Prime minister wrong on encryption say experts
Prime minister David Cameron's perceived criticism of encryption technologies has prompted a staunch defence from the information security community.
British PM off-key on encryption, say experts
Cameron raised eyebrows earlier this week when, during a conference in the Midlands on 12 January, he suggested that end-to-end encryption was stopping MI5, MI6 and law enforcement from identifying and prosecuting terrorists.
“In our country do we want to allow a means of communication between people which even in extremis, with a signed warrant from the Home Secretary, that we cannot read? My answer to that question is no, we must not,” said Cameron.
Some observers, especially in the media, have taken this to mean that Cameron would like to ban encrypted communications which security services cannot read even if they have a warrant, or introduce backdoors or be given the encryption keys. Such communications currently include the likes of WhatsApp, iMessage, FaceTime and Snapchat.
Cameron's thoughts appear to have been echoed in the European Union, with the interior ministers of 11 EU countries – including UK Home Secretary Theresa May – issuing a joint declaration on Monday, calling for internet service providers (ISPs) to “swiftly report and remove material that aims to incite hatred and terror.” Elsewhere the Belgian Justice Minister Koen Geens has separately said that local investigators should have access to Skype and WhatsApp interactions.

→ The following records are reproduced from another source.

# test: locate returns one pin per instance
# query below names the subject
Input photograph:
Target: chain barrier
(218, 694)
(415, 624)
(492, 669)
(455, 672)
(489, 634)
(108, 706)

However, other politicians have joined information security experts in defending end-to-end encryption which has – in recent months – also been criticised by the FBI and Metropolitan Police.

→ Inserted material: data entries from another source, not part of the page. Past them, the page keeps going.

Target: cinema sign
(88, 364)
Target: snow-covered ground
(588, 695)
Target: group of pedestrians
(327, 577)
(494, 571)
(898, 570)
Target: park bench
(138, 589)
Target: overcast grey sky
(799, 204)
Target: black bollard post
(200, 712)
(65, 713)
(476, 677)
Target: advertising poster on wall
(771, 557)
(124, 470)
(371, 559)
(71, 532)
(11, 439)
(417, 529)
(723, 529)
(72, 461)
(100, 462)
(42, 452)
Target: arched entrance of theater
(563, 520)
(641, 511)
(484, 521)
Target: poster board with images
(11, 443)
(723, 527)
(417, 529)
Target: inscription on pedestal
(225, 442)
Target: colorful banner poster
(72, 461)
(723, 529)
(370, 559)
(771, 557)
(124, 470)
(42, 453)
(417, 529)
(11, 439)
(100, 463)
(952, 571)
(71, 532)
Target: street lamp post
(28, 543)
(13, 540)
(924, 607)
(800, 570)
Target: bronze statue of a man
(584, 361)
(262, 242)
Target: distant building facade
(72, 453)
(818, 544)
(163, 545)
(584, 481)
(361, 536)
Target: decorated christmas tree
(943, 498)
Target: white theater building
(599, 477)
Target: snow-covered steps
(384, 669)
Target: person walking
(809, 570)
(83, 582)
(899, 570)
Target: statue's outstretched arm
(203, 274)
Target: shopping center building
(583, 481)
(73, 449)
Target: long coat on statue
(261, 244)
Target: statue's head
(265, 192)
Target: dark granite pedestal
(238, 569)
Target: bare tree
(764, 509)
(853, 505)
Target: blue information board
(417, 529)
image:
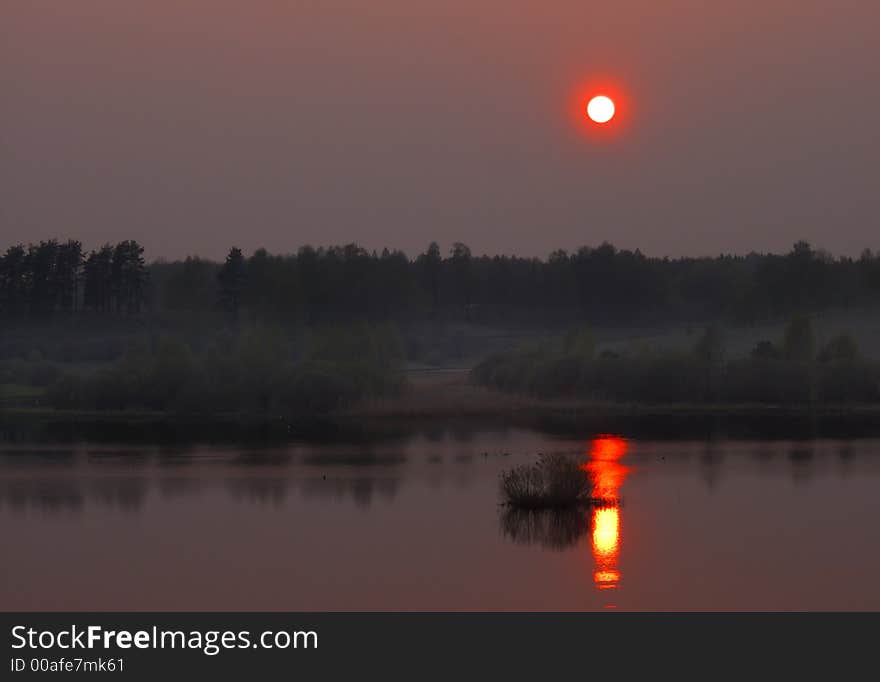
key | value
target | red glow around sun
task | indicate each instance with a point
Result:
(579, 99)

Nick Clegg, the deputy prime minister and leader of the Liberal Democrats, said in a Radio 4 interview on Tuesday that allowing the government to record web browsing history and social media conversations of UK citizens is not a “proportionate” response to fighting terrorism.
"The irony appears to be lost on some politicians who say in one breath that they will defend freedom of expression and then in the next advocate a huge encroachment on the freedom of all British citizens,” Clegg added later that day.

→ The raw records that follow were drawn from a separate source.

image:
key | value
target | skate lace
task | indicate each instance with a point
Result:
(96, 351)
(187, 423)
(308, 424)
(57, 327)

The security community was also quick to respond, with ENISA issuing a report – entitled ‘Privacy and Data Protection by Design – from policy to engineering' suggesting that encryption should become further embedded in government policy. It also indicated that privacy technologies not utilising encryption receive little attention.
Meanwhile, veteran security researcher Graham Cluley accused Cameron of living in ‘cloud cuckoo land'. “Of course, if you spend any time thinking about it, you know that's crazy. Cameron is living in cloud cuckoo land,” he said in a blog post.
“Firstly, how would apps be outlawed? What's to stop any Tom, Dick or Harry downloading an app without a government backdoor from a website hosted overseas to run on his PC? What's to stop a terrorist or paedophile downloading the source code of a secure messaging app, and compiling it on their computer?
“The fact is that the only people who would be using the backdoored messaging platform would be the innocent, regular members of the public. Criminals would stay well clear and use alternative systems that guaranteed they didn't have the police and GCHQ breathing down their necks.”
Sean Sullivan, security advisor at F-Secure, said that Cameron's comments were surprising and detrimental not only to an open internet, but also to businesses who may well not be in the position to monitor online activity or to hand over encryption keys – especially if these are held by foreign software developers or even the alleged perpetrator. As an example, Edward Snowden's encryption key was managed by Texas-based Lavabit, before the company was shut down.
“It is an attack on privacy by design…it would affect the VPN services we launched with FreedomVPN. Commercial VPNs for consumers could be under scrutiny by secret services,” said Sullivan.
He continued that compromising encryption protocols would be difficult in an age of open-source software and said that this has left ISPs in a tricky position; keen to maintain user privacy but also facing requests from law enforcement on blocking encrypted traffic.
Politicians, he believes, can't grasp the complexity of encryption.